Charity Tax Breaks: the Latest Debates
October 18, 2007 | Read Time: 3 minutes
The Chronicle of Philanthropy’s online column, Give and Take, has noted the growing debate about the role of tax writeoffs for charitable giving. The debates have been prompted by a series of articles and opinion pieces in newspapers around the country. Following are some excerpts from the blog postings under discussion:
— From Tomorrow’s Media Conspiracy Today, by Ezra Klein, a writing fellow at American Prospect magazine
“I’m all in favor of supporting the arts and our universities,” writes Robert Reich, “but let’s face it: These aren’t really charitable contributions. They’re often investments in the lifestyles the wealthy already enjoy and want their children to have, too. They’re also investments in prestige — especially if they result in the family name being engraved on the new wing of an art museum or symphony hall.”
Agreed. The tax deductibility of charitable donations to private universities, the arts, and so forth are a bit of a scam. There’s no reason the rest of us should be subsidizing an I-banker’s desire to fund a named chair at his alma mater and, oh yeah, help his kid get into the school to boot.
Additionally, charity has become something of a lifestyle, with large donations buying you entrance into concerts, gala dinners, special exhibits, networking events, and much else. In such cases, charitable donations are closer to purchasing tickets than selflessly and anonymously giving up private wealth for public ends. “So here’s a modest proposal,” finishes Reich. “At a time when the number of needy continues to rise, when government doesn’t have the money to do what’s necessary for them and when America’s very rich are richer than ever, we should revise the tax code: Focus the charitable deduction on real charities.”
— From Trent Stamp’s Take, a blog by the head of Charity Navigator, a watchdog group
Is Reich right that we as Americans spend way too many of our charity dollars on vanity philanthropy, endowing already-rich cultural arts and educational organizations, so we can attend opening night galas and see our names on brass plaques? Of course he is.
But Reich’s wrong in thinking that we can solve this problem by proposing changes to the tax code. Rather than proposing a change to the tax code where an ineffective and inefficient homeless-advocacy group can offer a bigger deduction to their donors than a reputable and high-performing breast-cancer research charity, I wish he’d spend his time trying to figure out ways to convince his rich and influential friends that making a gift to a food bank was a better use of their money than creating another endowed chair at their alma mater. Of course, doing that would mean calling out rich donors, and telling them that they’ve historically been egoists and ineffective givers. And that, I suspect, wouldn’t fly on the cocktail-party circuit. It’s much easier to just blame the tax code.
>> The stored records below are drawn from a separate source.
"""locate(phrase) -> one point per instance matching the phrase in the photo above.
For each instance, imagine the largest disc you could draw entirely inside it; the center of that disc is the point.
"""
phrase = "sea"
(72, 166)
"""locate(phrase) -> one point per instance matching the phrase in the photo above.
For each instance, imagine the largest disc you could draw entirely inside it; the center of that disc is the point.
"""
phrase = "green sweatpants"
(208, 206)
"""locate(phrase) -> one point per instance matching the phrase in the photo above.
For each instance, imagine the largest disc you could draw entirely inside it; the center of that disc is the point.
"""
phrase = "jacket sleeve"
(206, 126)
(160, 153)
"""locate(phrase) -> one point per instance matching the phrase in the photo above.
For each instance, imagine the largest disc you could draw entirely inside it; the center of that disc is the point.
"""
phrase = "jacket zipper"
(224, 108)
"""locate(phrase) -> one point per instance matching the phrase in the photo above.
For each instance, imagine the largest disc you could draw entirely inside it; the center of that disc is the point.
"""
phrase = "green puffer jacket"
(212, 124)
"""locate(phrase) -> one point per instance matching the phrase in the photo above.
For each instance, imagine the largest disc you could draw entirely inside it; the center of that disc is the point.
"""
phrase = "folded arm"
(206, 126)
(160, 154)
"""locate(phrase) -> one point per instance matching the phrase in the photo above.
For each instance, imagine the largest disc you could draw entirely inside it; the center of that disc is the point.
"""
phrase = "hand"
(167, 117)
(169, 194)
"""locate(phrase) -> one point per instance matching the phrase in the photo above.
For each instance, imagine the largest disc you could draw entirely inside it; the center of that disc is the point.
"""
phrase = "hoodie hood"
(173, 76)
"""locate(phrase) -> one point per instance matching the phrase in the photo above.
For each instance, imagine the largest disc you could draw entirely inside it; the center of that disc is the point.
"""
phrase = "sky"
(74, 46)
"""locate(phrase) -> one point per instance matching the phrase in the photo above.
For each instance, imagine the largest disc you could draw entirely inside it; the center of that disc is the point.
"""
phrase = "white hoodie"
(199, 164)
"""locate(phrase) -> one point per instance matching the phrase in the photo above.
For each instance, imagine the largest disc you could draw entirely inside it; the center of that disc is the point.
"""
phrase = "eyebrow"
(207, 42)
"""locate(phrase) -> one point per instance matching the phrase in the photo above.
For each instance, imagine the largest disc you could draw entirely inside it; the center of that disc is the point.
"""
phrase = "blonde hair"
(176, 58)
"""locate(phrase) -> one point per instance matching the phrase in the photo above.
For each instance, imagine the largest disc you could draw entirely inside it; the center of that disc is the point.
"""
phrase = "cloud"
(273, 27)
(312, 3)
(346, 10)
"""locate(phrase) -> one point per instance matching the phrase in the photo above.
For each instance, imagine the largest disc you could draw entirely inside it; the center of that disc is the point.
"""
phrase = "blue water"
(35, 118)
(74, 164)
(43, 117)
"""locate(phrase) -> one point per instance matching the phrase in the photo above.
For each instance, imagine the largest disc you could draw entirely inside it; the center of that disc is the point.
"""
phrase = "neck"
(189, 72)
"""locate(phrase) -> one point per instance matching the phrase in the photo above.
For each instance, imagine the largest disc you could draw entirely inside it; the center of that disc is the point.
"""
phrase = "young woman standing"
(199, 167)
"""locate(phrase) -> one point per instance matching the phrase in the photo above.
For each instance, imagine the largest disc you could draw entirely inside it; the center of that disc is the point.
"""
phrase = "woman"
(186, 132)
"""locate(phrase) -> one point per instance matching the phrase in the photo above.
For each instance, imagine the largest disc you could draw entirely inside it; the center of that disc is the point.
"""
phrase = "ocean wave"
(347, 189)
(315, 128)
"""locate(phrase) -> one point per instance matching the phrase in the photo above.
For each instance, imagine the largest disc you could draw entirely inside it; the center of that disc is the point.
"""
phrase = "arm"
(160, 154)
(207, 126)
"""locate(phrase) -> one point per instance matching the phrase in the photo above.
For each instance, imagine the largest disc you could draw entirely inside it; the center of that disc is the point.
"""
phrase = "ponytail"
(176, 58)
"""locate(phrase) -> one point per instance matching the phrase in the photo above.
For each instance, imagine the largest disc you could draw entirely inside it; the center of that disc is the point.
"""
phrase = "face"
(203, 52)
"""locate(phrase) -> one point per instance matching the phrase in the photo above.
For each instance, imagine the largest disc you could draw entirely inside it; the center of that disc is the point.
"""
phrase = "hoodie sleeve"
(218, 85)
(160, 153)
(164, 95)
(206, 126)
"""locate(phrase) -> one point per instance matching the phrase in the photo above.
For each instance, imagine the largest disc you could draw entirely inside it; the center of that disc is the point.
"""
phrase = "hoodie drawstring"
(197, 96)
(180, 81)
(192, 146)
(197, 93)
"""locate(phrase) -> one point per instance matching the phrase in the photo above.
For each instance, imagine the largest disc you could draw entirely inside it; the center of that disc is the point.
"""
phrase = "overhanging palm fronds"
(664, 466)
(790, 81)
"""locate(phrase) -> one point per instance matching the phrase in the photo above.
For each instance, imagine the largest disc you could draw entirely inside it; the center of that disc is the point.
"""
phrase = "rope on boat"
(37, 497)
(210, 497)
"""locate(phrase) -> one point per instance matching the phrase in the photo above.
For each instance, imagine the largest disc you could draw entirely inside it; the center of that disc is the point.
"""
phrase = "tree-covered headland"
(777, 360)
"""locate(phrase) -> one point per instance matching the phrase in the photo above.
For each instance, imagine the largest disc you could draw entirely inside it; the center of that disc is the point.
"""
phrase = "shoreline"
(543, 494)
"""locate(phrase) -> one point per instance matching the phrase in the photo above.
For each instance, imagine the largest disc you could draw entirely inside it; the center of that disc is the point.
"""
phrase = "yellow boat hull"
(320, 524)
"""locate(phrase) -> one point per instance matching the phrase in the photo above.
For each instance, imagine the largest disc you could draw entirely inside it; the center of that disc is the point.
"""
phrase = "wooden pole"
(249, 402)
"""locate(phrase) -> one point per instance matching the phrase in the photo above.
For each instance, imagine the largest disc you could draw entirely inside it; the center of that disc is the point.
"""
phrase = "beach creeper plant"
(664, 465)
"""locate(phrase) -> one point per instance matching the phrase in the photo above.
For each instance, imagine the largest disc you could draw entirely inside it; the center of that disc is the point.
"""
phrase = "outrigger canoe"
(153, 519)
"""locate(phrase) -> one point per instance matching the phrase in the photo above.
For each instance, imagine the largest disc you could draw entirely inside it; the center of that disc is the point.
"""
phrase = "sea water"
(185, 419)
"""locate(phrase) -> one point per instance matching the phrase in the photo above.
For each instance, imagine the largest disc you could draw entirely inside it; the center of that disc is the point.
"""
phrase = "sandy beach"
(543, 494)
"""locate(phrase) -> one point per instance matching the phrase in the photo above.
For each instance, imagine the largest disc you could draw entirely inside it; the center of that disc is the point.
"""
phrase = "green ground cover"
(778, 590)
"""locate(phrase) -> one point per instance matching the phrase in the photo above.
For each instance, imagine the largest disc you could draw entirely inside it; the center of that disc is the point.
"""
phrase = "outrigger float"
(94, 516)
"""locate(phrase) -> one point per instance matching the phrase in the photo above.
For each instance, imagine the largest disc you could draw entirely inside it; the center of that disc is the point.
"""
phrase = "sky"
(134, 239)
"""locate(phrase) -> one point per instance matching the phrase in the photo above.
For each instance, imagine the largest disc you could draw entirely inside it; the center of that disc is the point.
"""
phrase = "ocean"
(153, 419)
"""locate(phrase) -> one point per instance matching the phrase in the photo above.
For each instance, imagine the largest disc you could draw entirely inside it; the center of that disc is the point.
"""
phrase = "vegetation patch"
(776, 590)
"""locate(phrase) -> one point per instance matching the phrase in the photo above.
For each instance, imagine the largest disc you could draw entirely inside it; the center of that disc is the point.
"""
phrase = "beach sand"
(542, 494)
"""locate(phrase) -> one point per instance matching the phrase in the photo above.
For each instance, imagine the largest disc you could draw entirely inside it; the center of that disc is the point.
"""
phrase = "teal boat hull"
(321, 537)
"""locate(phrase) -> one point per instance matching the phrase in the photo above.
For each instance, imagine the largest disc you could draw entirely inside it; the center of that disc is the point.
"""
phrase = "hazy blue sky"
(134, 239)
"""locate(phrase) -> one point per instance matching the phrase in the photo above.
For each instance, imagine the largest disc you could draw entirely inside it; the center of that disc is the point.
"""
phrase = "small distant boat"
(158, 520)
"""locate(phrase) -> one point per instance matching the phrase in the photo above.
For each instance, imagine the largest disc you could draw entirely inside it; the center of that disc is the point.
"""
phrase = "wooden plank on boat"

— From the Nonprofiteer, a blog by Kelly Kleiman, a consultant to nonprofit groups
In his letter to the [New York] Times, Maxwell King of the Heinz Endowments decides to trot out the right’s favorite straw man, inefficient government that squelches innovation, to support his argument that foundations accountable to no one and responsible for nothing in particular are entitled to exemption from the taxes paid by us mere mortals who work for a living.
Whatever the merits of the familiar role-of-government-vs.-role-of-philanthropy debate, that claim can’t be permitted to go unchallenged. Governments, in fact, are quite efficient; that’s why Medicare and Medicaid have less than half the overhead expenses of private health insurers. To manage significant responsibilities, government officials accept compensation significantly lower than their counterparts in the corporate sector — or in the philanthropic sector, for that matter. So which group is providing greater return on investment?